Black, Asian and minority ethnic (BAME) communities may have been less trusting of Covid-19 health advice due to a lack of inclusive messaging, caused in part by the scarcity of non-white experts at the Downing Street briefings.
A recent report by the Wellcome Trust found fewer than half (45%) of BAME people had “complete” or a “great deal of” trust in information from government scientific advisers, compared to 65% of white people.
The survey of more than 2,650 people, carried out at the height of the outbreak in the UK, found just 38% of Black respondents said they trusted the government’s scientific advisers, compared with 52% of Asian people.
Of the 92 daily Downing Street press conferences that took place between March 16 and June 23, just two BAME scientific advisers or public health officials appeared – England’s deputy chief medical officer, Professor Jonathan Van Tam, and Dr Nikki Kanani, NHS England’s medical director for primary care.
On the ministerial front, chancellor Rishi Sunak, home secretary Priti Patel and business secretary Alok Sharma were the only BAME figures to address the public at the coronavirus briefings. Not one Black person was seen behind the Downing Street podiums.
This lack of representation could play a part in why people from marginalised groups feel “disconnected” from the government’s coronavirus messaging, says Prof Kamaldeep Bhui, a psychiatry and epidemiology expert at the Nuffield Department of Primary Care Health Sciences at the University of Oxford.
“Emotionally, we connect with and are influenced by people who are more like us – not just by ethnicity, but by age and gender. So in this case, people from marginalised groups are asking, are these people like us – and largely they’re not,” he told HuffPost UK. “If minorities are living in positions of precarity, they’re less likely to trust from the start.
“This isn’t irrational. This is built on an experience of society where people experience multiple disadvantages and face inequalities and discrimination. They’re going to be less likely to trust the messaging if it’s coming from the authorities.”

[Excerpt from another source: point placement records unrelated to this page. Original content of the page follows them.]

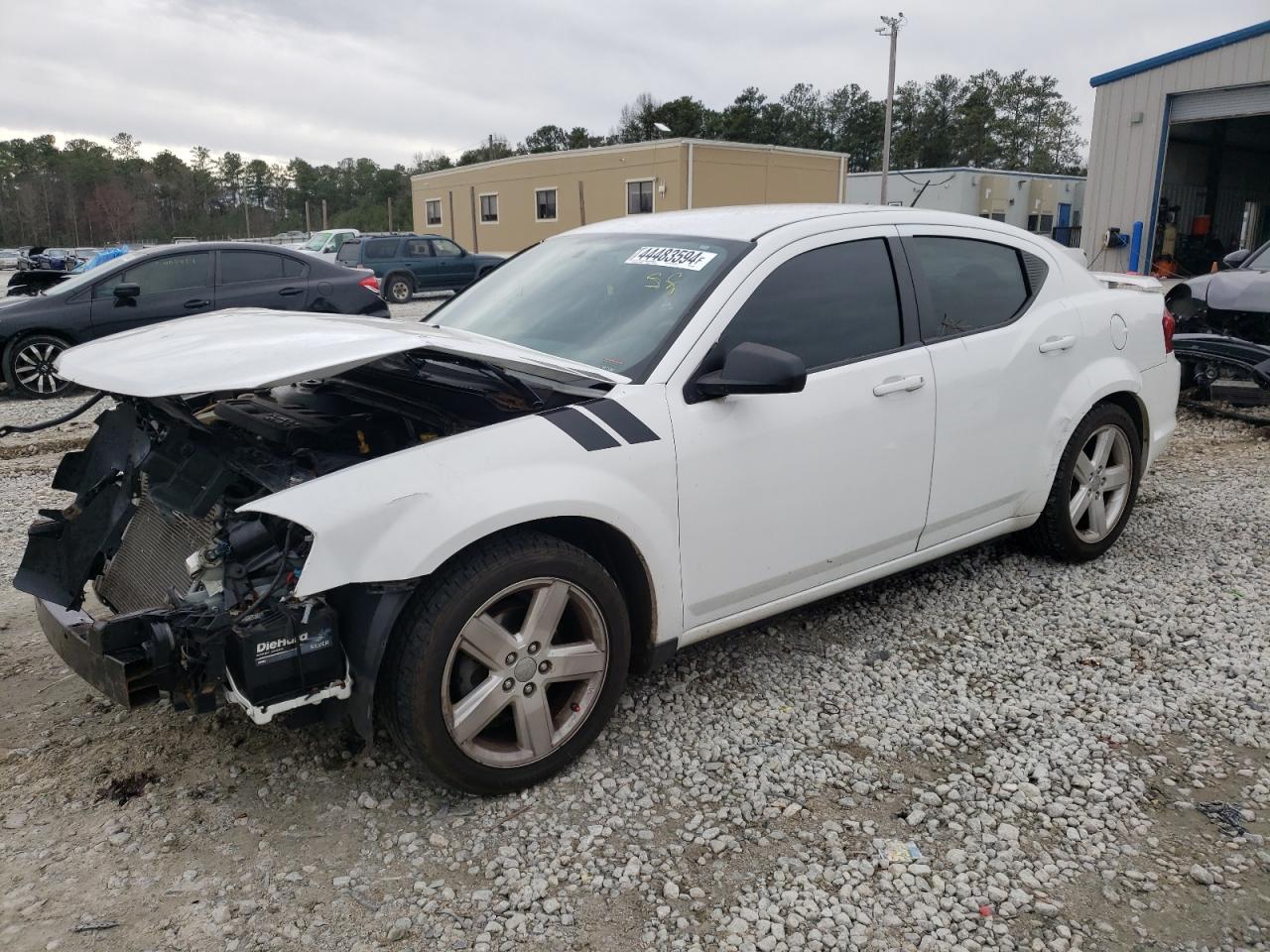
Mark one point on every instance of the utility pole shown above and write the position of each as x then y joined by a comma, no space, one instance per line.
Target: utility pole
889,30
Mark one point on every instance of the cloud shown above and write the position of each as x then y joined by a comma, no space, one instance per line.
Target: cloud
329,79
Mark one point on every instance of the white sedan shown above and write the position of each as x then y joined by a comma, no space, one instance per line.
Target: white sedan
630,438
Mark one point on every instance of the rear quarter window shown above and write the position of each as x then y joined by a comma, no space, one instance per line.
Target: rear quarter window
971,285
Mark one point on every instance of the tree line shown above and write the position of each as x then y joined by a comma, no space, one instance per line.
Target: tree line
85,193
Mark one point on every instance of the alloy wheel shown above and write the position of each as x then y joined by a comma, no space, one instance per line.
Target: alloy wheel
525,671
33,367
1101,479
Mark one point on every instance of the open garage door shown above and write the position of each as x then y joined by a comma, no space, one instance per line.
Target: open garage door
1214,191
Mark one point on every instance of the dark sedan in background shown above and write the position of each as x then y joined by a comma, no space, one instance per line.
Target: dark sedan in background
160,284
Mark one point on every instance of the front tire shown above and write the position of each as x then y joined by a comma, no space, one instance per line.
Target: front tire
399,289
1093,490
28,367
508,664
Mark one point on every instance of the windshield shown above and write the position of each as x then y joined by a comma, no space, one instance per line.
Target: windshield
79,278
1259,261
611,301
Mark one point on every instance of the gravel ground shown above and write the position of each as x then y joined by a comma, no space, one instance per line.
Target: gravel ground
989,753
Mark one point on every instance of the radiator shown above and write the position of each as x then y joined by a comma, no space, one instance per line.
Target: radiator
151,557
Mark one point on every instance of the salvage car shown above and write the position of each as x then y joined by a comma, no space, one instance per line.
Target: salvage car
626,439
1223,329
159,284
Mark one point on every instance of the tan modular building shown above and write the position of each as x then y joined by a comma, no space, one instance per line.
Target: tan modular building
1180,157
512,203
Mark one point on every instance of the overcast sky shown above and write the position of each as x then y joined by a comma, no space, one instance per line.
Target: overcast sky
326,79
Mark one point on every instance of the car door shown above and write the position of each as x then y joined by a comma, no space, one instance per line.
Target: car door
258,278
1005,347
171,286
781,493
454,268
423,264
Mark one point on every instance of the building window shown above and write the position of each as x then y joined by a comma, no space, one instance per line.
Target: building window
639,197
544,202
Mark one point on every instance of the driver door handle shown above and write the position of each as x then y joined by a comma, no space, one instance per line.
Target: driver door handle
894,385
1051,344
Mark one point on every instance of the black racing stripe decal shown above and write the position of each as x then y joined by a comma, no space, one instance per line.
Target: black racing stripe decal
621,420
588,433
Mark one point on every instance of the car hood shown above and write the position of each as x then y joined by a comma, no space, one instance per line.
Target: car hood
249,348
1241,290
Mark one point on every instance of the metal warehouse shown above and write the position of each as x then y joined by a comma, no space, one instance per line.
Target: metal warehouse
512,203
1043,204
1180,157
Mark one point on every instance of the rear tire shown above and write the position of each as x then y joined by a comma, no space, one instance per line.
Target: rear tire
28,367
399,289
507,664
1093,490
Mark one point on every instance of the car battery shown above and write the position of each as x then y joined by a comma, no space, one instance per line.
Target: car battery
286,652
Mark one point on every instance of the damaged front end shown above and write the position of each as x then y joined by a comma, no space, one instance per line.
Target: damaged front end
191,599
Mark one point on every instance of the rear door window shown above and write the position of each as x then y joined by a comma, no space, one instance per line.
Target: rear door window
828,306
381,249
241,267
971,285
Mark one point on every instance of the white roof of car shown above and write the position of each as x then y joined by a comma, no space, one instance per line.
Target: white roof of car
744,222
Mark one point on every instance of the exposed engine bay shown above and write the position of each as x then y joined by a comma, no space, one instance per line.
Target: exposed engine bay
194,599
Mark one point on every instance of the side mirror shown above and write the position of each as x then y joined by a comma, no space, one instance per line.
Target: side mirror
126,295
753,368
1236,258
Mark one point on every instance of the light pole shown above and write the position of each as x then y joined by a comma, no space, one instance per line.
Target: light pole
889,30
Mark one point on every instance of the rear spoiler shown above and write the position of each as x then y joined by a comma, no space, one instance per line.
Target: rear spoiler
1129,282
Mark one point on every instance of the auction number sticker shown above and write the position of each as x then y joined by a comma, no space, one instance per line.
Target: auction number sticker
685,258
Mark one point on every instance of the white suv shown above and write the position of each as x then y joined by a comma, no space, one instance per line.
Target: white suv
630,438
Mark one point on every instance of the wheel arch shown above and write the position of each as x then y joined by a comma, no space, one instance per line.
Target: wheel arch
376,610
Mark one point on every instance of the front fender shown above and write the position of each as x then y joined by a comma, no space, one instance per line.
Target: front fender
403,516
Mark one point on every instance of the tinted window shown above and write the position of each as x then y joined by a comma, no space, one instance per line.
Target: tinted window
829,304
154,277
238,267
380,249
973,285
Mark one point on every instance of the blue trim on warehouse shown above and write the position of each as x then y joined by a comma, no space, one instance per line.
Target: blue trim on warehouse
1205,46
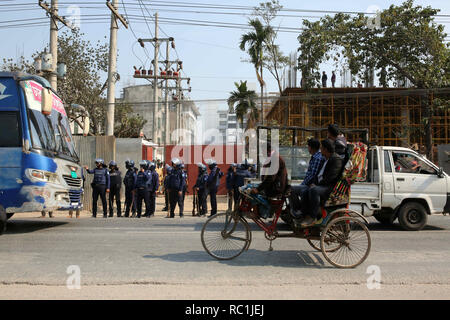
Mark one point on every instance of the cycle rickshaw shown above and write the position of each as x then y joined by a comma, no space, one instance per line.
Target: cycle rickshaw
341,234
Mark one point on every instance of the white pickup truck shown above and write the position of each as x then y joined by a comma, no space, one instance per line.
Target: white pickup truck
403,185
400,184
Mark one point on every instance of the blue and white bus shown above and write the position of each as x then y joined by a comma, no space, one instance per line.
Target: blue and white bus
39,168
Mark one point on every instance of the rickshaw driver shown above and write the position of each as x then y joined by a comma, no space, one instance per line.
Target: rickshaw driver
323,184
275,184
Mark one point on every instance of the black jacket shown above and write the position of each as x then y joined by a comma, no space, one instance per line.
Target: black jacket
332,172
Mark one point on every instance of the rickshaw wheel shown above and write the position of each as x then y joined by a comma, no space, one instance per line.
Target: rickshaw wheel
352,239
225,236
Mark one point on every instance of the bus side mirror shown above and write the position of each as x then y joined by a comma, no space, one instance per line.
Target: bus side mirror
87,124
46,101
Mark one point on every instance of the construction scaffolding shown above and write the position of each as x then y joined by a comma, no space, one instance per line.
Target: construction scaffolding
394,116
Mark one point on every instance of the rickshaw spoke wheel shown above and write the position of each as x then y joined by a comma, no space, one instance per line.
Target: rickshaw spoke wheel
225,236
345,242
332,246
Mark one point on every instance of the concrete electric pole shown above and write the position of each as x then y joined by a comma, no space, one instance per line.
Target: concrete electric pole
112,67
54,18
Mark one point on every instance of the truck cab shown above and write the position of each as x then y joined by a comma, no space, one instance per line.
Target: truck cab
401,184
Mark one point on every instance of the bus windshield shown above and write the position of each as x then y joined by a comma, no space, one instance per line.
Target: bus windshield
52,132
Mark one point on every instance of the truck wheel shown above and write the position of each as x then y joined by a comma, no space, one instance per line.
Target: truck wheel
3,219
385,219
412,216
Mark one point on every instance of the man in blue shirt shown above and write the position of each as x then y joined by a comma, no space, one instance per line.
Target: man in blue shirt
100,185
200,186
130,188
315,163
142,181
175,185
212,184
153,188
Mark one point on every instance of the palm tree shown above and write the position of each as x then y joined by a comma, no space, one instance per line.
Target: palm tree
255,40
242,103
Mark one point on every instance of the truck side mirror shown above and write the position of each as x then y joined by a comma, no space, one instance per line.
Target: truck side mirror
46,101
87,124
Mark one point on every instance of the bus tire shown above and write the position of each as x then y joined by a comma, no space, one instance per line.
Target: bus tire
3,219
385,219
412,216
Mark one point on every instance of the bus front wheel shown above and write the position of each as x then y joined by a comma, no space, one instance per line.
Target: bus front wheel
3,219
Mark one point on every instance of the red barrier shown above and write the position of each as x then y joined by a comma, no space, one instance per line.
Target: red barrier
224,155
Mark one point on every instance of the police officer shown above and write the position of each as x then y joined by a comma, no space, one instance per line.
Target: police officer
242,172
154,189
116,184
130,185
169,170
175,186
231,173
142,181
200,187
212,184
184,176
100,185
153,186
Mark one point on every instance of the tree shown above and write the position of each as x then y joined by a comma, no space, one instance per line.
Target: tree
407,43
127,125
273,59
242,103
86,64
255,41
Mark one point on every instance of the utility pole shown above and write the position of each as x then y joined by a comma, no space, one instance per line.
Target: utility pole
155,81
54,18
166,123
112,67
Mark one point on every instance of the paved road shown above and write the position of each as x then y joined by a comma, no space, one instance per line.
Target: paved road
163,258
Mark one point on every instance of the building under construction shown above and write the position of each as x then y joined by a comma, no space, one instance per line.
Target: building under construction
393,116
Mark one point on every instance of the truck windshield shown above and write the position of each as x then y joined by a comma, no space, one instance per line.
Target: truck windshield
52,132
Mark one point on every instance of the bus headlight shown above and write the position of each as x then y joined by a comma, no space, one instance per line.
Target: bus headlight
41,175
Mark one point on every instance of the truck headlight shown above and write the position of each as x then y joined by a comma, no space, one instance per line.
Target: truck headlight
41,175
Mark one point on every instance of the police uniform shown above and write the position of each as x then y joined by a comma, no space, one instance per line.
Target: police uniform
229,183
130,186
142,192
114,192
100,184
239,180
184,176
213,185
169,170
153,189
175,186
202,192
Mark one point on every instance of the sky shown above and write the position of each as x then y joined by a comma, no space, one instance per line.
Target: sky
211,55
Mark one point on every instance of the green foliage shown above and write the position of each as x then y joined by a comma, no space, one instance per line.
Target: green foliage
407,43
86,64
254,42
126,124
272,58
242,103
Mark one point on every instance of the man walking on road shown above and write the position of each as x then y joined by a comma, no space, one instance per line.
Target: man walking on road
116,183
100,186
130,184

A crucial problem with the government’s public health messaging was that it failed to take into account the needs and levels of health literacy of various communities.
“Different ethnic groups have different perceptions of what illness is, what infection is or what a pandemic is,” said Bhui.
“Marginalised groups, which include but are not limited to ethnic minorities, are particularly challenged because they may not have the same beliefs and health model. So the messaging should have been tailored to different literacy groups.”
The Stay Home, Protect the NHS, Saves Lives slogan used at the peak of the outbreak also failed to account for all the key and frontline workers who continued going into work while the rest of us could stay in the safety of our homes.
Instead, some of the initial messaging actually made things worse. “By pathologising them and suggesting they were drivers of problems, there was increasing levels of discrimination against minorities,” Bhui adds.
“We’ve seen this with some Chinese people or some Muslim people in the northern parts of the UK, where they were perceived as not conforming to public health advice.”
The problem with the government’s initial one-size-fits-all approach to public health messaging is that it rarely works, says Dan Wellings, of the policy team at the King’s Fund. He says that needs to change.
“The results of this study show how important it is for clear and effective messaging to start with those communities,” he said. “In order to gain credibility in those communities, you need to understand from the first instance what’s going to work for them and who they will trust.
“A lot of this work needs to be done at local level by people who are connected and familiar with the communities that they serve.”
If the government’s coronavirus messaging or its messengers haven’t been inclusive enough, then neither have the reporters on the other side of the podium. Of the more than 550 questions at the Downing Street briefings, only a handful of them came from BAME journalists – among them were HuffPost UK’s deputy political editor, Arj Singh, and news reporter Nadine White.
Anne Alexander, senior political producer at Good Morning Britain, was the first ever Black female Lobby journalist in Parliament. Eighteen years on, she remains the only Black female Lobby journalist. And she can count the number of BAME colleagues she’s worked with using just one hand.
“We like to think the news is objective and impartial, but in reality news is subjective,” she told HuffPost UK. “How we decide what is important and how it should be reported is coloured by our upbringing and our background. That’s why it’s important to have a mixture of backgrounds.”
Although BAME journalists do not always have to ask questions only relating to “BAME issues”, they can often call attention to topics that are neglected or considered of secondary importance to the overwhelmingly white, middle class reporters.
When our reporter pressed health secretary Matt Hancock for a response on a study that found BAME people were disproportionately fined under coronavirus rules, Alexander says there was “much celebration” on social media.
“If you look at the stories that emerged about the amount of ethnic minorities who were being adversely impacted by the coronavirus, a lot of that came from journalists like Nadine and other who kept on highlighting it. This was an important issue and it was being pushed by Black journalists.”
Bhui said the pandemic served as a “wake-up call” for the government to recognise the gross inequalities and social injustice that already existed long before the pandemic.
“Covid-19 just made things worse, and it’s minorities who are getting it in the neck. Not only as frontline workers, but as citizens.”